Disease risk scores are an alternative method that can also be useful in dynamic settings, particularly when prescriber preferences are continually evolving [27]. Unlike the propensity score which summarizes covariate associations with treatment assignment, the disease risk score summarizes covariate associations with potential outcomes [28]. Because summary measures of disease risk reflect what may be a biologic relationship to the outcome, they are more likely to be stable over time compared to covariate relationships with treatment assignment. Disease risk scores may hold particular advantages in the early monitoring of newly introduced therapies where treatment patterns are rapidly changing and exposure is often infrequent [27, 29]. The benefits and challenges of applying risk scores when evaluating evolving drug therapies are discussed in more detail elsewhere in this issue [30].

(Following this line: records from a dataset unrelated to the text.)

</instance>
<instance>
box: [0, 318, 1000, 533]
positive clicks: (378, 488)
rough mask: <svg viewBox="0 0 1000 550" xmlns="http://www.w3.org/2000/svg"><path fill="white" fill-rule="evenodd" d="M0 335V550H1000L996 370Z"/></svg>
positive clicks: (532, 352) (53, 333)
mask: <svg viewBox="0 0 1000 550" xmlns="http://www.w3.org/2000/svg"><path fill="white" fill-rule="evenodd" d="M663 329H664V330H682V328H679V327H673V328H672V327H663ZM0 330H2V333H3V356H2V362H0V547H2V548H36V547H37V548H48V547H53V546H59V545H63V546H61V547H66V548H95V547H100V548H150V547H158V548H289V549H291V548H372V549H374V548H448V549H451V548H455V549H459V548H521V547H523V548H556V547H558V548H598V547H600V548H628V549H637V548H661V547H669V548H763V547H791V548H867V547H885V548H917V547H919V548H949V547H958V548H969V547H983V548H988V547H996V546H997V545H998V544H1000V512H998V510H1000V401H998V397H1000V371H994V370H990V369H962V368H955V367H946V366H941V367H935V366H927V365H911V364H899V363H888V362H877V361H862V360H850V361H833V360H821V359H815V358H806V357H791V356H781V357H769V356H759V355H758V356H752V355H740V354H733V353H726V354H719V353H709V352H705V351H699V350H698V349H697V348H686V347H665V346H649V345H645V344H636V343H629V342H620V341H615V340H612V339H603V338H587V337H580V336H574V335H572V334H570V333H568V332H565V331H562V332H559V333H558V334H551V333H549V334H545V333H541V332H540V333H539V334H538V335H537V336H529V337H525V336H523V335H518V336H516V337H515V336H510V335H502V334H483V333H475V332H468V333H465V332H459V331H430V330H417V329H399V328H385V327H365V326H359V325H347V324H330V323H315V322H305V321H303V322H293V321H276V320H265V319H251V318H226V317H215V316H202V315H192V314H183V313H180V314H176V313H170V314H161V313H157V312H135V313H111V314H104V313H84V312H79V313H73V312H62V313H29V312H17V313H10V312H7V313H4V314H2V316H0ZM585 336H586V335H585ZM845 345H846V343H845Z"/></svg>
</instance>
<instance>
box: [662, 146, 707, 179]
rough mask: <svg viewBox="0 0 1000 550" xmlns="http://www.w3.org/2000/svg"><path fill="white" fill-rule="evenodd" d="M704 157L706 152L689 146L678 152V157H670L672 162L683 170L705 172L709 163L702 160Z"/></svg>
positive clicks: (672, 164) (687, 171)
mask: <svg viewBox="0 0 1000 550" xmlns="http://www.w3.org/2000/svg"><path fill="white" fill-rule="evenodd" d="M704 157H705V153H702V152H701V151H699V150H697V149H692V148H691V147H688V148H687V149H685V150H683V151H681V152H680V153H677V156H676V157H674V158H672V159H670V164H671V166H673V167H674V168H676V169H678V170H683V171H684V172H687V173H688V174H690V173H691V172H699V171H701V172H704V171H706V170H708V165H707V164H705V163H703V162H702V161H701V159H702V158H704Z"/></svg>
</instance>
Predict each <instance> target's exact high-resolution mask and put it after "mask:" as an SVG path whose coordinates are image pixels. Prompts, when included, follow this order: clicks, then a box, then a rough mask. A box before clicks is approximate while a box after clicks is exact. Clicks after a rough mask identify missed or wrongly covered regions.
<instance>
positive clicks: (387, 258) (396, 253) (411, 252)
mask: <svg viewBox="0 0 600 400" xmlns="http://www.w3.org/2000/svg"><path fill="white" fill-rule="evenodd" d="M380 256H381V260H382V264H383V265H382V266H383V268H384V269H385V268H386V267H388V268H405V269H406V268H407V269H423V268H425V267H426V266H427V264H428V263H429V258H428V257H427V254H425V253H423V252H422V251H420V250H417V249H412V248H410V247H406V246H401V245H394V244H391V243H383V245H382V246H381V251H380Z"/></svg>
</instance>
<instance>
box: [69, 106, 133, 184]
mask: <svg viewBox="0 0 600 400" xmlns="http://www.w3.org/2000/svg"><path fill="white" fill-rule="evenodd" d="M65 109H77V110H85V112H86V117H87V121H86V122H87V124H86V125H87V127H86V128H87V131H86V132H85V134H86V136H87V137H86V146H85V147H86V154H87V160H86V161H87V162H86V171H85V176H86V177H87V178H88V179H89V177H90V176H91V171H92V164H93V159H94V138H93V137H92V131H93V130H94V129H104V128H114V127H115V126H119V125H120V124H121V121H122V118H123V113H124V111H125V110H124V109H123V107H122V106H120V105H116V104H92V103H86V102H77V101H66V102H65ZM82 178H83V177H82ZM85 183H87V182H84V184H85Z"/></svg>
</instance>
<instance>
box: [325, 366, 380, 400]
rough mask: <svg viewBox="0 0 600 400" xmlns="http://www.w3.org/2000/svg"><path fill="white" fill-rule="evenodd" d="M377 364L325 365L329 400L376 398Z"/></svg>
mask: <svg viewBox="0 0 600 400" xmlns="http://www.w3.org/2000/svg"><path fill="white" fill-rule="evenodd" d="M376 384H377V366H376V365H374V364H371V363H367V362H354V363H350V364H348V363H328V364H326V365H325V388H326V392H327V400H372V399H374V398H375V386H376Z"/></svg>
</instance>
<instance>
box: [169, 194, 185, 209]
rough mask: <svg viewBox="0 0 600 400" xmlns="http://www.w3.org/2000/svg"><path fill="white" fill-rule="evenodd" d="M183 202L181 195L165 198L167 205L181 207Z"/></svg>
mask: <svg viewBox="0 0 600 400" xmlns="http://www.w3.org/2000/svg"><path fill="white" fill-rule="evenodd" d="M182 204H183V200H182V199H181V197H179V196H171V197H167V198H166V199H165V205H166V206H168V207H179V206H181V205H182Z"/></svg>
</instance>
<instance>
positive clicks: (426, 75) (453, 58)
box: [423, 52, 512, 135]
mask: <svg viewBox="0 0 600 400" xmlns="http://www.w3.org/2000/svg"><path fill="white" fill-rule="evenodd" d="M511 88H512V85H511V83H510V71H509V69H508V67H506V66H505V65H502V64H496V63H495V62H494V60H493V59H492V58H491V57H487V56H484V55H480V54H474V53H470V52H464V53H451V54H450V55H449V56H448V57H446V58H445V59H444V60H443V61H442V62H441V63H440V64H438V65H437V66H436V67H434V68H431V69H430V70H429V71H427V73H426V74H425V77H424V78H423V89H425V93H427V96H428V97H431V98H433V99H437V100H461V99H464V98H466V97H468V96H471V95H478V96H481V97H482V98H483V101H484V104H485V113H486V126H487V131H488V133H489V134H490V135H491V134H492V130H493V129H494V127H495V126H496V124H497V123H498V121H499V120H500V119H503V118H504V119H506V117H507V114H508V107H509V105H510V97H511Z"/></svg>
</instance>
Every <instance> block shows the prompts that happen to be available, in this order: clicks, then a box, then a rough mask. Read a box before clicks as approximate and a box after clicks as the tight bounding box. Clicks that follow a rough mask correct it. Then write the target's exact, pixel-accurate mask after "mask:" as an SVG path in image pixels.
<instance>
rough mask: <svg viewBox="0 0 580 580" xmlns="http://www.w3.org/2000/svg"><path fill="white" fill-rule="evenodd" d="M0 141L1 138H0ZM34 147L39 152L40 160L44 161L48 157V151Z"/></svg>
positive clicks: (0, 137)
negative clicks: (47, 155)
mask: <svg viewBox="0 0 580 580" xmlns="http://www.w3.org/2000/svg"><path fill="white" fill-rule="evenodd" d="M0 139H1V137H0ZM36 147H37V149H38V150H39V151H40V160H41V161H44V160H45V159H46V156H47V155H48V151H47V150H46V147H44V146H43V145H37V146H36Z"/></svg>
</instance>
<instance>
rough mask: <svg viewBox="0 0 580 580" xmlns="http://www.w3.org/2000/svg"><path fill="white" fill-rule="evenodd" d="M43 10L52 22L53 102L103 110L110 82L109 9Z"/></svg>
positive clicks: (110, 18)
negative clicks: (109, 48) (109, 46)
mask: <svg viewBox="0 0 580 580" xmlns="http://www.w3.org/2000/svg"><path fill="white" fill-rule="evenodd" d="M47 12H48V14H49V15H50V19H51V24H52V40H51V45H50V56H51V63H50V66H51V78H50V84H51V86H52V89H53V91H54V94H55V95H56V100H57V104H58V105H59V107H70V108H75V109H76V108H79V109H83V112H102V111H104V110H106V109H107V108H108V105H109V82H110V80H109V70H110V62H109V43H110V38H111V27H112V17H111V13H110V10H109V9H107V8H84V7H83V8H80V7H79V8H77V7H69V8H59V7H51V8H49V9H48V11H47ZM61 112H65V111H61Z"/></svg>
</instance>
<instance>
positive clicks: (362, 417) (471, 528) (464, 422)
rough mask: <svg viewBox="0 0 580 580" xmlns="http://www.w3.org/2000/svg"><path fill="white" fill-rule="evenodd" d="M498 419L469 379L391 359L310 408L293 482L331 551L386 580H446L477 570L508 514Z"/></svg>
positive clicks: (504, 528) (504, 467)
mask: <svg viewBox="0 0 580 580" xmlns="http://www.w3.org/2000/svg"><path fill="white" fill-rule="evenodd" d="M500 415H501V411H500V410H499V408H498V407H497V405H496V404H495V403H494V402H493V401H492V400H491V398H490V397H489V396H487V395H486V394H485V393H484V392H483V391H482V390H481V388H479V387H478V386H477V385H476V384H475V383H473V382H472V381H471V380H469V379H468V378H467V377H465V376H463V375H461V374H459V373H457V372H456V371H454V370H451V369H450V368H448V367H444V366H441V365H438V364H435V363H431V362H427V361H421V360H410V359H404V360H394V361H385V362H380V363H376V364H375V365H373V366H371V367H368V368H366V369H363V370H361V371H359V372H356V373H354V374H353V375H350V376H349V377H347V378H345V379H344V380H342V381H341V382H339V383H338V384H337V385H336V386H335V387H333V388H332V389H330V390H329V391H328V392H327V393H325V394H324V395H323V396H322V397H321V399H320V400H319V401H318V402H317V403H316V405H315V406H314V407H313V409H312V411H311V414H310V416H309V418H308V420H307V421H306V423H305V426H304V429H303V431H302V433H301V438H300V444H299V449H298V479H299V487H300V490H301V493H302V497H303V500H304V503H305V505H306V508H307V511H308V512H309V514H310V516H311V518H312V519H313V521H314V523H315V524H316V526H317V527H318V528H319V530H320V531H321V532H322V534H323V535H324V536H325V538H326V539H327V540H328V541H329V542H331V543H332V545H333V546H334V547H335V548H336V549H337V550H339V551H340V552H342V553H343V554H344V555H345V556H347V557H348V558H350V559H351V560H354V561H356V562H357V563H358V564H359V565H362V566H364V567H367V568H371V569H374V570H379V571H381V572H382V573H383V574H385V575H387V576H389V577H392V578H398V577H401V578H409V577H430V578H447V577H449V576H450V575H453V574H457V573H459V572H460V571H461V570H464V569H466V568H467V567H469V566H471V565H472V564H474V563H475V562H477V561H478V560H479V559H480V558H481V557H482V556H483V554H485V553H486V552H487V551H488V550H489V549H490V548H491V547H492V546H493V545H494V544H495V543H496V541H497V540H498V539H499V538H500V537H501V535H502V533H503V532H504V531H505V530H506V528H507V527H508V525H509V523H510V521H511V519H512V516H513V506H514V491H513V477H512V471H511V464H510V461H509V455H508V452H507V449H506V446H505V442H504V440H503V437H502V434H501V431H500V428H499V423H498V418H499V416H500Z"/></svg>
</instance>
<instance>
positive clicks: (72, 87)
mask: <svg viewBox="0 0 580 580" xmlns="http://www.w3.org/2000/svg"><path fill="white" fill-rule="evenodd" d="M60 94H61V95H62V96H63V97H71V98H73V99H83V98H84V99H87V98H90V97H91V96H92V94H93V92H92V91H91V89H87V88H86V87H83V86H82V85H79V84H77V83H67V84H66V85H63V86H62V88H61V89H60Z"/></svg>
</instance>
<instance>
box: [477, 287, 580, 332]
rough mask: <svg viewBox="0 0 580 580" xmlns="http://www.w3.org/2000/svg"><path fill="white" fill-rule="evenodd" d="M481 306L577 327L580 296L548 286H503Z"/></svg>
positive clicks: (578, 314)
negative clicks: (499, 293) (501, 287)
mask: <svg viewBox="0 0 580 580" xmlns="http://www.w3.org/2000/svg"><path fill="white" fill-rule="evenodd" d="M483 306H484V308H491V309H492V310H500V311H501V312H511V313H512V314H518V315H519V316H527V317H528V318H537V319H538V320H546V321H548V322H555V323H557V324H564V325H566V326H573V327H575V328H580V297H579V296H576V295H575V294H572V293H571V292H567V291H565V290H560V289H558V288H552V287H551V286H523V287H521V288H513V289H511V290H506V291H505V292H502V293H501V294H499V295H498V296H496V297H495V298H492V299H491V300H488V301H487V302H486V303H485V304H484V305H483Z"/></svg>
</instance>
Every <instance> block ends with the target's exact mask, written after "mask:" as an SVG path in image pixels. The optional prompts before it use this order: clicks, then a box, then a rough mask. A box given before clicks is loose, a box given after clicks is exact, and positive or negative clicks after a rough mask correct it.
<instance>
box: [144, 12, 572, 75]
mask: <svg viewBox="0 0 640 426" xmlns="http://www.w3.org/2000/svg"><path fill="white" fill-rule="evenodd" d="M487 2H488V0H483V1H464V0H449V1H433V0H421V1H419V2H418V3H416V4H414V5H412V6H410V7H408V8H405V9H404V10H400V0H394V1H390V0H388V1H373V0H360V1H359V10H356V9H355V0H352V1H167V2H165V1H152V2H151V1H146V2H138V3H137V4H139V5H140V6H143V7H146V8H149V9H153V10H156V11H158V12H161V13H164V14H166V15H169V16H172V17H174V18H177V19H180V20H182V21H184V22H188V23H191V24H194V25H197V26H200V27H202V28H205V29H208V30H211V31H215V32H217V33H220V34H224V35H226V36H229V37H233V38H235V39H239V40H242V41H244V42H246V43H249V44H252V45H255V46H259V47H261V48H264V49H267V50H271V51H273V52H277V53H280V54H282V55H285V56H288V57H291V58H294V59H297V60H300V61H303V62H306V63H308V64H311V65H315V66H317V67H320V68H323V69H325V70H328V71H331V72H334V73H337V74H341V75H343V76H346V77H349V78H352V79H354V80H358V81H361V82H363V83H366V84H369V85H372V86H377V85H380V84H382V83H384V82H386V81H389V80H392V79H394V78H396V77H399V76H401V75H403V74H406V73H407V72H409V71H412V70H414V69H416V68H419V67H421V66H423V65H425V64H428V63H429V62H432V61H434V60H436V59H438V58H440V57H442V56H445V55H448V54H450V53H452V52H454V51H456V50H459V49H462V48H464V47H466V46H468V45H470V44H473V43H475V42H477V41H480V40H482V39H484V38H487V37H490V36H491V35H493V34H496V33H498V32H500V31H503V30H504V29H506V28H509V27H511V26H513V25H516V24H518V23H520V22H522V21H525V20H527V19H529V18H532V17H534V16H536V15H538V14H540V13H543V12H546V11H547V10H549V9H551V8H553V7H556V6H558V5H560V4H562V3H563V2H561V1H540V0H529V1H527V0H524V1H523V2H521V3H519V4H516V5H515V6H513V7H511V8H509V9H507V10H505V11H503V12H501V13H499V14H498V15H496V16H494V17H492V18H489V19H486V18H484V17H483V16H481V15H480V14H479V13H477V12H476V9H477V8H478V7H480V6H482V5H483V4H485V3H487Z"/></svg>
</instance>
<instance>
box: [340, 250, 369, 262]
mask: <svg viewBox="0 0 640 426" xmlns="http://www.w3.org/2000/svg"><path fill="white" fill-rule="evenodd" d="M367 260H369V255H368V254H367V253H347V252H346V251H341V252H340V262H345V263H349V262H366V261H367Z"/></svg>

We recommend that drug researchers evaluate dissemination of dynamic products with frequent interim analyses which allow for monitoring of patient enrollment, potential channeling and changes in channeling, and for the purposes of hypothesis generation. When the propensity for treatment receipt may change for one or more patient characteristic, it is important to examine whether channeling is occurring in real time. This agile approach to analytics, allowing for responsiveness to observed patterns or events, is warranted in these settings [31]. One method to do this is to repeatedly generate a time-specific propensity score and compare the propensity for treatment receipt across time periods by covariate. This information can inform decisions about study design going forward. If receipt changes drastically such that a specific subgroup becomes the main recipient of the new treatment, the propensity score model would give insight into the individual contribution of covariates to the prediction of treatment changes over time [6]. Automated options for generating propensity scores may be faulty in these settings, as they may not be enough to detect and account for dissemination patterns. Rather, therapies that are rapidly disseminating require a manual look and thoughtful consideration of patterns seen in data, as well as knowledge of clinical use and patient population.

Conclusions

It is important to examine the impact of time throughout studies of all treatments, and particularly those that are candidates for dynamic dissemination. This has become an even more relevant issue with the increase in post-approval effectiveness studies and strong practices for safety monitoring of existing treatments. Comparative studies in particular may be more impacted by time trends, since clinical equipoise between treatments may change if there is a safety signal (illustrated in case study 2, above); the availability of a second option then allows rapid changes in use. There are a number of methods available, both for understanding, accounting for and taking advantage of these dissemination patterns in study design and analysis. While excellent literature exists individually on different methodologic options, in this paper, we recommend diligence to this process as well as provide a tactical explanation of approach.